2. The train logic control unit according to claim 1, wherein the input module is configured as 2 input circuits designed to be redundant to each other, and the output module is configured as 2 output circuits designed to be redundant to each other.

3. The logic control unit for train according to claim 1, wherein the input module is configured as 4 input circuits designed to be redundant to each other, and the output module is configured as 4 output circuits designed to be redundant to each other, namely, a first output circuit, a second output circuit, a third output circuit and a fourth output circuit; and a first series circuit consisting of the first output circuit and the second output circuit is connected in parallel with a second series circuit consisting of the third output circuit and the fourth output circuit.

4. The train logic control unit according to any one of claims 2 to 3, wherein the input circuit comprises an input acquisition circuit, and the input acquisition circuit comprises a comparator, a serial-parallel conversion circuit and a photoelectric coupler which are connected in sequence; the input end of the comparator is connected with the DI input port, and the output end of the comparator is connected with the input end of the serial-parallel conversion circuit; the output end of the series-parallel conversion circuit is connected with the input end of a photoelectric coupler, and the output end of the photoelectric coupler is connected with the main control module.

5. The logic control unit for train as claimed in claim 4, wherein the input circuit further comprises an input self-diagnosis circuit, the input end of the input self-diagnosis circuit is connected with the input end of the comparator "-" and the output end of the input self-diagnosis circuit is connected with the main control module; the input self-diagnosis circuit is used for detecting the conduction state of each path of DI input port according to a preset reference voltage value.

6. The logic control unit for the train as claimed in claim 2, 3 or 5, wherein the output circuit comprises a switch control circuit, the switch control circuit adopts a passive switch design, and comprises a photoelectric coupler, a MOS driver, a MOS field effect transistor and an overcurrent protection circuit which are connected in sequence; the photoelectric coupler is connected with the main control module, and the output end of the overcurrent protection circuit is connected with the DO output interface.

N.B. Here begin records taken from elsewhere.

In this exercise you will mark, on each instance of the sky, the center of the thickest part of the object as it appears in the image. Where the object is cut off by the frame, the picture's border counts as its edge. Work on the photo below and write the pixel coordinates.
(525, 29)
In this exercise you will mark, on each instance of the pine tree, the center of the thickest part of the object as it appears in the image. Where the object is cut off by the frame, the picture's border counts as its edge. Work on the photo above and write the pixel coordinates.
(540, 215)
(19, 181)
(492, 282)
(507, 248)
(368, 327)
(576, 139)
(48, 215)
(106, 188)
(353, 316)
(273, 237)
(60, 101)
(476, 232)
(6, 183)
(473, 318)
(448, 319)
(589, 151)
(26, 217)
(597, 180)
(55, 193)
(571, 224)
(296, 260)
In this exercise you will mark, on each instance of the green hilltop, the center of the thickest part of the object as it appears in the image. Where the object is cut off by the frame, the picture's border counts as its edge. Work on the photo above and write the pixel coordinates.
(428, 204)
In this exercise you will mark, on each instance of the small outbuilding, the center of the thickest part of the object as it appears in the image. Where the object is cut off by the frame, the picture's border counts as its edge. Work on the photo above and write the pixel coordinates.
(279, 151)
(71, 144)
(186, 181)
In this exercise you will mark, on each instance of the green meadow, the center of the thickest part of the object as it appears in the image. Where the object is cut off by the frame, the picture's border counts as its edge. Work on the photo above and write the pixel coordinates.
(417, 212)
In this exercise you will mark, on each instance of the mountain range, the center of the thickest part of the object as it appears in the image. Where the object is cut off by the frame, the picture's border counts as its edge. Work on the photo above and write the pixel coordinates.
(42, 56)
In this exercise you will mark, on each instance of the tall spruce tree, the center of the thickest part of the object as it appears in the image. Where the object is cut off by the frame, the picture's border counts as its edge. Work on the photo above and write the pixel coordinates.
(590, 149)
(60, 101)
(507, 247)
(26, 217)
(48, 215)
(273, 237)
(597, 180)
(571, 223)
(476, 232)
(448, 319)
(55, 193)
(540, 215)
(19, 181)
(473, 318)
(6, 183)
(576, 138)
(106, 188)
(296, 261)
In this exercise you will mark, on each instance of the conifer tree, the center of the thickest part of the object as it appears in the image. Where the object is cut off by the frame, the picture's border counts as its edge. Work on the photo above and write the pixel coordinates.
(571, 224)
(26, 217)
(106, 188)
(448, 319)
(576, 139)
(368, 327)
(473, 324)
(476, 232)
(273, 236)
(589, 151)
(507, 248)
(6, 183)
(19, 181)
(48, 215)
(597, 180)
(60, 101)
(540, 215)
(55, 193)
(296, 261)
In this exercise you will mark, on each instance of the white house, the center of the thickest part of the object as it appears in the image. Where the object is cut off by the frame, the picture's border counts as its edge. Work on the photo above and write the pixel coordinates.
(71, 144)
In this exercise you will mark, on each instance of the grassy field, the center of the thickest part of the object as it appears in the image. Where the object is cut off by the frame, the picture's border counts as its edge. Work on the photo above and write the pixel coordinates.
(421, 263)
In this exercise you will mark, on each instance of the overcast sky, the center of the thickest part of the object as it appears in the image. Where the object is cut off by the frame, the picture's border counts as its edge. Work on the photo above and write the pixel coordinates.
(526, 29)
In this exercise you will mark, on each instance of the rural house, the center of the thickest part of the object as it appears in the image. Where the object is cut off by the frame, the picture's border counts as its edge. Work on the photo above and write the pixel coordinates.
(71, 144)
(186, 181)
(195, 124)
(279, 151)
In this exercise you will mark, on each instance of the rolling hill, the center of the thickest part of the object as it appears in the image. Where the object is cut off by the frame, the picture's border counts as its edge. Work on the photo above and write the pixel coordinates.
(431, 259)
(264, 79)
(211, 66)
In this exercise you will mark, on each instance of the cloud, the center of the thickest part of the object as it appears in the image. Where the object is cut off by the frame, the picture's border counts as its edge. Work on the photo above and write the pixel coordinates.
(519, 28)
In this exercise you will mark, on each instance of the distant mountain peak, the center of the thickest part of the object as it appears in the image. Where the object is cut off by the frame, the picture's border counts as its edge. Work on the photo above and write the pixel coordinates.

7. The logic control unit for the train according to claim 6, wherein the output circuit further comprises an output self-diagnosis circuit, an input end of the output self-diagnosis circuit is connected with an output end of the MOS field effect transistor, and an output end of the output self-diagnosis circuit is connected to the main control module through a photoelectric coupler; the output self-diagnosis loop is used for detecting the switch state of the MOS field effect transistor and feeding back the detected switch state information to the main control module.

8. The logic control unit for train as claimed in claim 1, further comprising a communication module, wherein the input end of the communication module is connected to the input end and the output end of the master control module respectively, the output end of the communication module is connected to the train network control system, and the data input and output by the master control module is transmitted to the train network control system.

9. The logic control unit for trains of claim 8, further comprising a power supply module, wherein the power supply module converts the bus power voltage into an input power voltage through DC/DC conversion, and supplies power to the input module, the output module, the main control module and the communication module.